En réponse aux tribunes d’Yves Tallineau (RF 137) et de Philippe Valldemosa (RF 138), Eric Mahé, informaticien et photographe, nous livre un point de vue contradictoire… et intéressant! Nous lui avons donc consacré cette tribune pour faire avancer le débat d’idées.

exemple de retouche avec Photoshop

J’ai commencé la photographie il y a plus de trente ans en ayant eu la chance de côtoyer des élèves de Jean-Pierre Sudre ou de Denis Brihat qui surent me donner les bases d’une photographie académique et « saine ». Après une période d’interruption de plus de vingt ans, je me suis remis il y a quatre ans à la photographie en choisissant un compromis qui me semblait idéal à l’époque: prise de vue argentique, scan des négatifs, retouches et impression avec Photoshop. Je suis passé depuis peu au 100 % numérique. Dans sa tribune intitulée « l’éthique d’HCB et les dérives du numérique » M. Tallineau pose une série de questions très intéressantes. Mon premier point de divergence tient à la notion de « modèle de référence ». Pour immense que soit l’œuvre de M. Cartier-Bresson, elle ne constitue en rien une référence absolue pour mes photographies et seules comptent mon imagination, ma sensibilité et les opportunités que mes flâneries de photographe ou de retoucheur peuvent m’offrir. Je ne me sens ni l’obligé ni le dépositaire d’une quelconque éthique qui aurait à me dicter ce que je suis en droit de faire ou de ne pas faire avec mes images. Le mois suivant, dans le même esprit, M. Valldemosa proposait « de constituer « le cercle des photographes humanistes » en confondant la technique et l’honnêteté. En quoi le fait d’utiliser une pellicule Tri-X serait-il plus garant de pureté qu’un capteur CMOS ? Suis-je un artiste de seconde classe ou un imposteur car je préfère utiliser un CoolPix et une souris Logitech ? N’est-ce pas justement l’homme qui fait la valeur d’une technique et non l’inverse? Victor Hugo serait-il moins un génie s’il s’était assis devant le clavier d’un ordinateur ? Il existe à mon avis deux types de photographies qui ne répondent pas aux mêmes exigences de vérité.
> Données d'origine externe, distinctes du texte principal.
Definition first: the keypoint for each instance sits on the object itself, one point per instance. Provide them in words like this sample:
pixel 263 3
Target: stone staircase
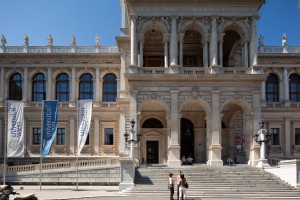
pixel 241 181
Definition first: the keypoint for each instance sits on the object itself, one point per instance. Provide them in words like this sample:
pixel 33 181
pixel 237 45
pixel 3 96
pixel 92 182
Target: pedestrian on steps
pixel 178 180
pixel 182 188
pixel 171 186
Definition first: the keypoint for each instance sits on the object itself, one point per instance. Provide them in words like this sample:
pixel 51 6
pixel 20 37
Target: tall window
pixel 86 87
pixel 62 87
pixel 36 135
pixel 61 136
pixel 109 88
pixel 38 87
pixel 274 132
pixel 272 88
pixel 294 88
pixel 297 136
pixel 15 87
pixel 109 136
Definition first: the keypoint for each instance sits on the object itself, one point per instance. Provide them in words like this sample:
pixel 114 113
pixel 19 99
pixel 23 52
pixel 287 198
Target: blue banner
pixel 50 126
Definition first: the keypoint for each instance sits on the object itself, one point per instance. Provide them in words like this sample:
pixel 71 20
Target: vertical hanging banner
pixel 50 110
pixel 84 121
pixel 15 129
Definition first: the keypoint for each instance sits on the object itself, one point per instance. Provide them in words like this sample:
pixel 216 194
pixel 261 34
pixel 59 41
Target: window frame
pixel 13 93
pixel 62 95
pixel 36 83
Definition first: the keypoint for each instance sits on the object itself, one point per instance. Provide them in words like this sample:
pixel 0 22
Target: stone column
pixel 96 135
pixel 285 87
pixel 133 116
pixel 122 131
pixel 181 36
pixel 213 43
pixel 174 149
pixel 2 81
pixel 122 79
pixel 221 36
pixel 97 84
pixel 245 50
pixel 205 50
pixel 49 84
pixel 73 85
pixel 141 57
pixel 133 38
pixel 25 85
pixel 166 50
pixel 253 46
pixel 215 148
pixel 287 129
pixel 174 44
pixel 254 147
pixel 73 130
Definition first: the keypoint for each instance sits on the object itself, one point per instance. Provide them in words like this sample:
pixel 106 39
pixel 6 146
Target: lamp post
pixel 132 141
pixel 262 137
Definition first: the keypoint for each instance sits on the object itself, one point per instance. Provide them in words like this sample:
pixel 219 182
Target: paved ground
pixel 93 193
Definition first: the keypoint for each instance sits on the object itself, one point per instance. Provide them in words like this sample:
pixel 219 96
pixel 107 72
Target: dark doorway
pixel 152 152
pixel 187 138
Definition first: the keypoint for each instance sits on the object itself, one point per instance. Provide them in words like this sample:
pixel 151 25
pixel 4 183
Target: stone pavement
pixel 93 193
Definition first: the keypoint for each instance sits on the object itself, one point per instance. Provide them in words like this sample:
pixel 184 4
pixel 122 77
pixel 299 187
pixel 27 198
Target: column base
pixel 263 163
pixel 174 156
pixel 127 173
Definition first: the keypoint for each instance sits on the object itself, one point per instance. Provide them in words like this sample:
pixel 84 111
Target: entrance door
pixel 187 138
pixel 152 152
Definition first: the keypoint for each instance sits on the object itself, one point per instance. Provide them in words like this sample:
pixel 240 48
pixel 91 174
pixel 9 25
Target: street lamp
pixel 132 141
pixel 262 137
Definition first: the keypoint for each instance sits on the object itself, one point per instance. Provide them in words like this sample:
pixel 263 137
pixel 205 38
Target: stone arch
pixel 155 100
pixel 240 102
pixel 237 26
pixel 151 24
pixel 200 27
pixel 61 71
pixel 198 101
pixel 81 72
pixel 11 72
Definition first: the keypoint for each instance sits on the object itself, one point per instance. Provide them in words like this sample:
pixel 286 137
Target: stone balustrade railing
pixel 58 49
pixel 112 161
pixel 278 49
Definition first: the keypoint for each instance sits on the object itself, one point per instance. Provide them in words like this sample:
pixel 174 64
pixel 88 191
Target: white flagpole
pixel 77 148
pixel 5 143
pixel 41 144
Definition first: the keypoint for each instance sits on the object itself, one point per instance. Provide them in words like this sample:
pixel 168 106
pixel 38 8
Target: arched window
pixel 109 88
pixel 152 123
pixel 62 87
pixel 15 87
pixel 272 88
pixel 38 87
pixel 86 87
pixel 294 88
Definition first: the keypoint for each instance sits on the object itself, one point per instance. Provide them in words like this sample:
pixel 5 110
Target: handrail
pixel 103 162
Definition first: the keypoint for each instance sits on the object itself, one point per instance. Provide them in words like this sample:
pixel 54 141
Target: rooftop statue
pixel 50 40
pixel 97 40
pixel 284 39
pixel 261 40
pixel 3 40
pixel 73 40
pixel 26 40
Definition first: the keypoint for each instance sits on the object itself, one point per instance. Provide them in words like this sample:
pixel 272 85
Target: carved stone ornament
pixel 195 92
– La première est le photojournalisme dont l’obligation est de fournir des images du réel sans traficotage car leur valeur tient justement dans leur intégrité.
– La deuxième – artistique, amateur, industrielle, publicitaire -photographie n’a aucune contrainte et son seul but est de créer de belles ou utiles images à usage commercial ou non.
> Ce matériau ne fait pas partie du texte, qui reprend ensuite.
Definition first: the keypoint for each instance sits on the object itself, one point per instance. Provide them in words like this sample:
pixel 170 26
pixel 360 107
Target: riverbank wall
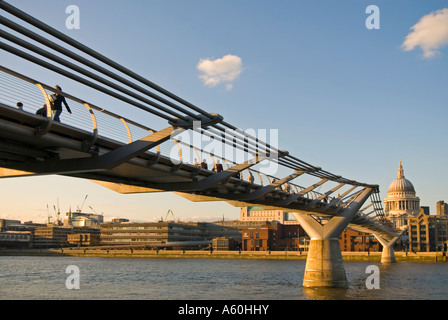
pixel 185 254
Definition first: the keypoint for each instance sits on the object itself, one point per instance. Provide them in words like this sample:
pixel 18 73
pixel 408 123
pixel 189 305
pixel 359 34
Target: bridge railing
pixel 86 116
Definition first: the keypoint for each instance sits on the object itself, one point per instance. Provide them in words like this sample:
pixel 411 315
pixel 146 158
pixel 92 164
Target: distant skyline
pixel 352 100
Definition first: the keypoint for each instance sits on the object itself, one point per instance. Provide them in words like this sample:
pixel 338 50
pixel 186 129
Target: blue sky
pixel 343 97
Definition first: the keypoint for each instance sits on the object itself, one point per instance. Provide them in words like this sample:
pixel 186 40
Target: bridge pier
pixel 387 255
pixel 324 264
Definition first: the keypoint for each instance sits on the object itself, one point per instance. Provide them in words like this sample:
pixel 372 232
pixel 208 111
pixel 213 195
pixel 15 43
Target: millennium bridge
pixel 155 153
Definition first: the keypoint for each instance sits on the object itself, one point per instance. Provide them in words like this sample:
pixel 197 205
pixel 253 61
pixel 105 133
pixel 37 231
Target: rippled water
pixel 29 278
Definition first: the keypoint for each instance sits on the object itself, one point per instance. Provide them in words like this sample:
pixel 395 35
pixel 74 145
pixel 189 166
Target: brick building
pixel 272 236
pixel 351 240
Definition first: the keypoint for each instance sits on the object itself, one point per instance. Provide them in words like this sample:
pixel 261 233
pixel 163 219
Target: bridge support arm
pixel 324 266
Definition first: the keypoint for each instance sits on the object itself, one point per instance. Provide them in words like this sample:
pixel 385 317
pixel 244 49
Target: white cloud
pixel 430 33
pixel 223 70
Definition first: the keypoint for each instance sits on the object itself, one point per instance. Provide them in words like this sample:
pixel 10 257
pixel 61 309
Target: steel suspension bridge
pixel 131 156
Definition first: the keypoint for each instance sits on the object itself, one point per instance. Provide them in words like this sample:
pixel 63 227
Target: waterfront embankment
pixel 185 254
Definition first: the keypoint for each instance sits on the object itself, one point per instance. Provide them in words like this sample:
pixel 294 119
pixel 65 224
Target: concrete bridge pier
pixel 324 265
pixel 387 255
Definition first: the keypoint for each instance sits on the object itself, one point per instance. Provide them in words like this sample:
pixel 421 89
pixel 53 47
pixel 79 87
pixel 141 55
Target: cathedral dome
pixel 401 184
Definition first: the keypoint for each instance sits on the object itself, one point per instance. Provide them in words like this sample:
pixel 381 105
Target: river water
pixel 31 278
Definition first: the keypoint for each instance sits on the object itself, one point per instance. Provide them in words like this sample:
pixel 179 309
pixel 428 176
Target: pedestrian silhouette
pixel 56 105
pixel 42 111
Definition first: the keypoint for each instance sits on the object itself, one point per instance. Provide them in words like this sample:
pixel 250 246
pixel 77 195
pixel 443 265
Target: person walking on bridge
pixel 56 107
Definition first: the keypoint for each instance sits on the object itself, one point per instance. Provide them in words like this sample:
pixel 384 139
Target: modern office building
pixel 428 232
pixel 79 219
pixel 258 214
pixel 442 208
pixel 351 240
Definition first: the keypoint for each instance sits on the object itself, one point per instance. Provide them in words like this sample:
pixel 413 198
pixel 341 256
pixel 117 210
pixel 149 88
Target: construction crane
pixel 95 211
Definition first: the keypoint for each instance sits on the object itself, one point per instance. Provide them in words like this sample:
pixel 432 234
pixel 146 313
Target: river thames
pixel 31 277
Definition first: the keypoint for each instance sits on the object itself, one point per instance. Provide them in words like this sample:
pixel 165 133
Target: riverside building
pixel 168 233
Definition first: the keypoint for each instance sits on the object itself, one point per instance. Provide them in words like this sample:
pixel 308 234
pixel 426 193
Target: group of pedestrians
pixel 56 101
pixel 217 167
Et puisqu’il est question de plaisir à la fin des commentaires de M. TaIlineau, plaisir qu’introniserait Henri Cartier-Bresson en alignant le cœur et l’objectif, je me permettrais de souligner qu’il n’existe pas là non plus qu’une seule vérité. Que le plaisir de voir son image se transformer sur l’écran de son ordinateur vaut bien celui d’attendre, en pleine obscurité, l’apparition d’une image latente dans une cuve. Juste une question de goûts personnels!